At GenRad, which designs and produces testing equipment for printed circuits, bosses and work groups are constantly being reorganized as new technologies are developed and new products are designed. Because bosses and work groups are always shifting, workers need to cultivate quick ways of ''getting to know you.''

''There is sometimes a need for the midlevel manager to say 'no' to his boss, '' Mr. Fairchild explains. ''We hope these sessions will . . . give assistance to employees in situations where they need to say 'no.' ''

For example, in a high-tech company like GenRad, an employee may have to tell the boss ''no'' to keep an inadequately developed product from being put on the market prematurely. If the boss pushes ahead too fast, the firm's reputation can be impaired, Fairchild says.
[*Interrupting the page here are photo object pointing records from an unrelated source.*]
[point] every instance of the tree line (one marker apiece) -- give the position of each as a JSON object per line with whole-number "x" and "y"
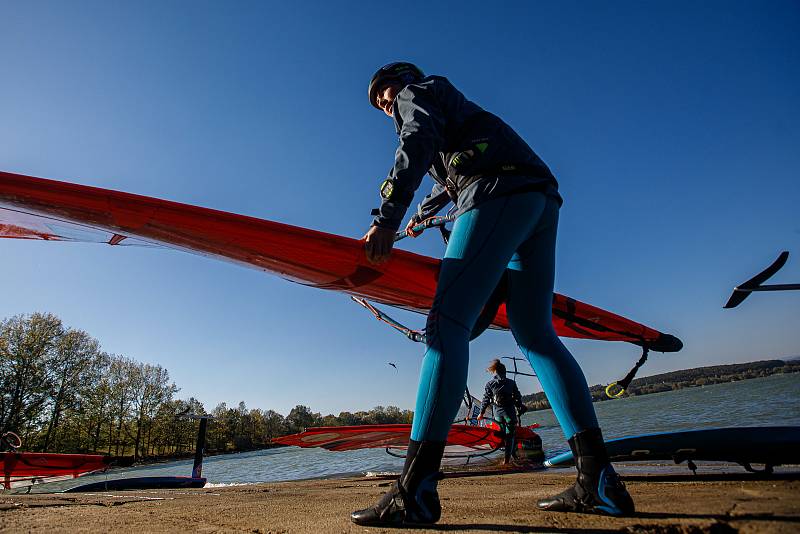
{"x": 62, "y": 393}
{"x": 685, "y": 378}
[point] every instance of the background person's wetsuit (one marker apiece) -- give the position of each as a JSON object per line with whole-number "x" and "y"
{"x": 504, "y": 395}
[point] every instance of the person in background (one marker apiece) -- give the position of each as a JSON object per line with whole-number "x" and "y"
{"x": 507, "y": 205}
{"x": 504, "y": 394}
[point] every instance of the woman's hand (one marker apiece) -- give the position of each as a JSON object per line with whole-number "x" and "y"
{"x": 378, "y": 244}
{"x": 412, "y": 222}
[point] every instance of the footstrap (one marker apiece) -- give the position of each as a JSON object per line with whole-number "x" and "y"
{"x": 616, "y": 389}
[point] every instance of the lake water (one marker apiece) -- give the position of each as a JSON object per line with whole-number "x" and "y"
{"x": 769, "y": 401}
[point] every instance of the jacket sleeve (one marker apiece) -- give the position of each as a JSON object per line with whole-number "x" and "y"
{"x": 433, "y": 203}
{"x": 487, "y": 397}
{"x": 518, "y": 400}
{"x": 421, "y": 137}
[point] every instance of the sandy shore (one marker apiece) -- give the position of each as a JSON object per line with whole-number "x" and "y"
{"x": 492, "y": 503}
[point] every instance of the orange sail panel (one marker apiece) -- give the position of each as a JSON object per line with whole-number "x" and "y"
{"x": 36, "y": 208}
The atmosphere is relaxed as 20 midlevel managers take their seats at a ''how to manage your boss'' seminar. This discussion is led by Bob Mezoff of ODP Associates, a consulting group. Using workbooks and slides, he relays his message: Much of the problem is related to mutual misperception between bosses and subordinates.
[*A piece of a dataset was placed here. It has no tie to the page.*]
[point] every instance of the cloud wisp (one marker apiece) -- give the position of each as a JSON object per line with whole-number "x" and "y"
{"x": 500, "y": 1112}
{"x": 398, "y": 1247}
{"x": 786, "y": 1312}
Dr. Mezoff cites research that gives one explanation for this misperception. While bosses at almost every level believe they leave their doors open for communication from subordinates, they also say their own bosses are not receptive to advice from below.
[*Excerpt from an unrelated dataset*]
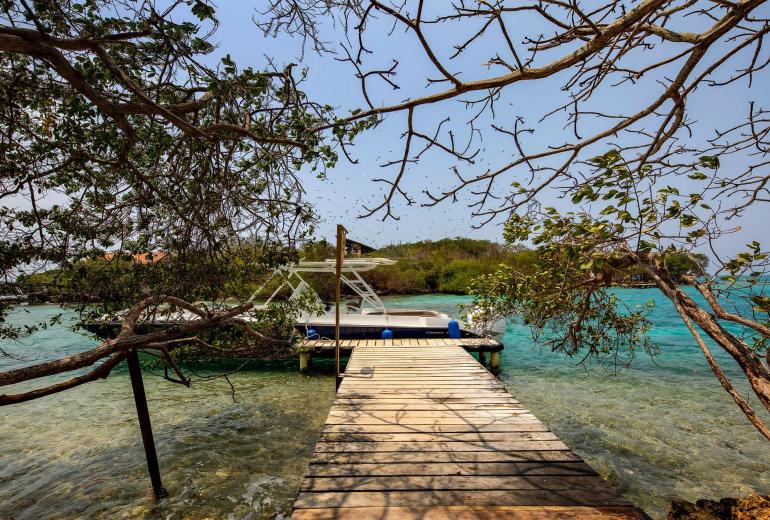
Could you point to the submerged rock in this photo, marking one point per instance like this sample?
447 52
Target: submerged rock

At this moment, Mezoff interjects the old adage, ''A picture is worth a thousand words.'' Flashed on the wall is a full-color image of a nervous cat hopping on and then, even more quickly, hopping off of a piping-hot woodstove. This, Mezoff says, illustrates ''the burned-cat syndrome.'' Just as the cat is reluctant to venture back onto the stove, a subordinate who is rebuffed once or twice by his boss tends to be intimidated and discouraged from further attempts to communicate, he says.

GenRad's Fairchild says the trainees will continue to meet for a year. The benefits are still unknown, but he says the firm hopes the seminars will encourage communication up and down the line.